Stream: implementers
Topic: RXNorm --> NDC
Mohammad Wahid (May 28 2020 at 17:58):
As a a payer, we're storing our medication details in NDC as part of the claims processing. From what I have read, USCDI is mandating that the medication "Applicable standard" should follow " RXNorm, January 6, 2020 full release update. If so, then this means that will have to translate the NDCs to RXNorm?
Michele Mottini (May 28 2020 at 18:00):
Yes
Cooper Thompson (May 28 2020 at 21:59):
Or... "maybe"? The regulatory texts (including ONC Cures, MU3, and the CMS Cures rule) have always been very unclear with regard to terminology requirements. It is silent on areas like historical data, patient-entered data, data from other trading partners, research data that doesn't have standard codes yet, etc. As with a lot of regulatory text, you kinda just have to interpret it for yourself, or ask the regulatory bodies for clarification. Mapping NDC to RxNorm may be reasonable, but in general, mapping data you don't own can be risky. Getting the correct terms from the source of truth is an option that ensures you accurately communicate the data, but that can involve re-implementing your existing data connections.
Overall the ONC Rule and USCDI requirements were pretty well put together and did a good job striking a balance between being specific where appropriate, but open-ended where necessary. Though the open-ended areas make HIT developers nervous because sometimes we have to pick one of the many possible interpretations (e.g. what to do about 15-year old historical data received from a system that has gone out of business that was used by a health system that was acquired and merged a few times...), and live in fear that maybe we picked wrong. Though we try very hard to do the reasonable thing and meet the spirit of the regs.
Michele Mottini (May 28 2020 at 23:07):
The ONC regulation says that you have to conform to FHIR R4 US Core - that allows only RxNorm, doesn't it? (The CMS regulation does not mandate that, so you have wiggle room there I guess)
Lloyd McKenzie (May 29 2020 at 00:24):
Note that if your source of truth is an NDC code you can (and should) send that too.
Robert McClure (May 29 2020 at 17:35):
My interpretation is that you SHALL send the mapped RxNorm code and certainly SHOULD also send the original NDC code as an additional coding. You can get mapping of NDC to RxNorm via an RxNorm API. If you know the NDC is currently active, you use ndcproperties, or if you are unsure or know the NDC is no longer active, you use ndcstatus and one of the returned properties will be the RxNorm mapped to that NDC.
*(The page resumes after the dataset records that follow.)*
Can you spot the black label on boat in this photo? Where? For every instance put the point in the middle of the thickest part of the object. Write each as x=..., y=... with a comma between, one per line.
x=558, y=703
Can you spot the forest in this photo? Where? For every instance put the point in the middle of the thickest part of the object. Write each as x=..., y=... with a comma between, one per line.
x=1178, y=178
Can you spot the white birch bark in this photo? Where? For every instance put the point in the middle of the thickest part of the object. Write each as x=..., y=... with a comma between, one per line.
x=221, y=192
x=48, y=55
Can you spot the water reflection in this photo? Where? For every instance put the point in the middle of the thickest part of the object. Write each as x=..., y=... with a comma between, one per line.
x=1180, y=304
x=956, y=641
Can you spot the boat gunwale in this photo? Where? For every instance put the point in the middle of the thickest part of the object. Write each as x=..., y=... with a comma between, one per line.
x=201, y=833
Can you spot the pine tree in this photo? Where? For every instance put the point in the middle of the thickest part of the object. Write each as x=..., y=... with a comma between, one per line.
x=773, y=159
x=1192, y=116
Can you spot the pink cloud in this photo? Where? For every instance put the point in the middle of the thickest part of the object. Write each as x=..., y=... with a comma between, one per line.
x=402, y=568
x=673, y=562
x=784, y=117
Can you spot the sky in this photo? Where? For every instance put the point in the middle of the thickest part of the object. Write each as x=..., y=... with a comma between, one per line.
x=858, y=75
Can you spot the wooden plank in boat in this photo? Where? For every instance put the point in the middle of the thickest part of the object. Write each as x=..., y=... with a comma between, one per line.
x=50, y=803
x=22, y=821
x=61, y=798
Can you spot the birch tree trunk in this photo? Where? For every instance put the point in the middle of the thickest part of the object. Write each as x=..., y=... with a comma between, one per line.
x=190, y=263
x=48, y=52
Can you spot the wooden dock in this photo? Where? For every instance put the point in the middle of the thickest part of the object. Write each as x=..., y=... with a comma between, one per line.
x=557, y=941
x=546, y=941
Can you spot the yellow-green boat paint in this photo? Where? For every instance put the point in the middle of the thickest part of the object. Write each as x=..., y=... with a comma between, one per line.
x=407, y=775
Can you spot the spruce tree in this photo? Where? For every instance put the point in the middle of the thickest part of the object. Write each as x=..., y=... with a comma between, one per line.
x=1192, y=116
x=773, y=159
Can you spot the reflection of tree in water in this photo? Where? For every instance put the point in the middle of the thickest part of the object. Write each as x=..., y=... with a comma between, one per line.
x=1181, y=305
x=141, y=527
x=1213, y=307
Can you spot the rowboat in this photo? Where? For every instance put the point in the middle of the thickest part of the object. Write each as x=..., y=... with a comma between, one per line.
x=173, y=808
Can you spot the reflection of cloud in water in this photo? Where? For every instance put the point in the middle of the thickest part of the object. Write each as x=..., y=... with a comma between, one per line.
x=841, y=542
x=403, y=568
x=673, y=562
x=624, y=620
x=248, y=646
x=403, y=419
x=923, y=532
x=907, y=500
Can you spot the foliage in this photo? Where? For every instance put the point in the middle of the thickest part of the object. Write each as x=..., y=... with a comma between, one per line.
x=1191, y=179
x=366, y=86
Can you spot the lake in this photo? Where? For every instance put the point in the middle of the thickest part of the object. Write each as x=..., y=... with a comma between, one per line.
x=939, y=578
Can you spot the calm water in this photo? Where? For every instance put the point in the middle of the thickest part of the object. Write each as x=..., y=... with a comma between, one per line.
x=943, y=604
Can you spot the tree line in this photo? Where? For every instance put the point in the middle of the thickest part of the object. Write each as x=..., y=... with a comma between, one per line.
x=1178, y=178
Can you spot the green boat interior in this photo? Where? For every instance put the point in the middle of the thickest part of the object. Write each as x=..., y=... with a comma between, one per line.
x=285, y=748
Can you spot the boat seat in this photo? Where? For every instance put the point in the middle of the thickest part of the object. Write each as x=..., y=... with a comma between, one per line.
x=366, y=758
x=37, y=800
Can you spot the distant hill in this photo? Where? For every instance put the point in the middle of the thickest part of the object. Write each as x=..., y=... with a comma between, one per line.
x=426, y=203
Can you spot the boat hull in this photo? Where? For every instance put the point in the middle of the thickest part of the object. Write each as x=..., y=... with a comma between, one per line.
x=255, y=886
Cooper Thompson (May 29 2020 at 17:53):
I guess I know the lab area better than meds, but are there scenarios where meds just don't have RxNorm codes? E.g. meds in clinical trials?
Cooper Thompson (May 29 2020 at 17:54):
And patient-reported, where the specific drug or ingredient isn't specified?
Nathan Hall (Jun 01 2020 at 14:02):
It is possible that meds will not have an rxnorm, yes, specifically custom medications, compounds made in pharmacy, et. al.
Cooper Thompson (Jun 01 2020 at 16:48):
So should this be a US Core JIRA? We can't require RxNorm for MedicationStatement. It should probably be must-support 0..1, not must-support 1..1 as it is now. @Brett Marquard @Eric Haas
Brett Marquard (Jun 01 2020 at 16:51):
Isn't the binding extensible?
Lloyd McKenzie (Jun 01 2020 at 17:06):
How does extensible make a difference?
Brett Marquard (Jun 01 2020 at 17:08):
E.g. meds in clinical trials?
Brett Marquard (Jun 01 2020 at 17:10):
Per binding strength
To be conformant, the concept in this element SHALL be from the specified value set if any of the codes within the value set can apply to the concept being communicated. If the value set does not cover the concept (based on human review), alternate codings (or, data type allowing, text) may be included instead.
Cooper Thompson (Jun 02 2020 at 20:22):
And I guess for patient-entered, or whatever other reason, you could use the Data Absent Reason extension.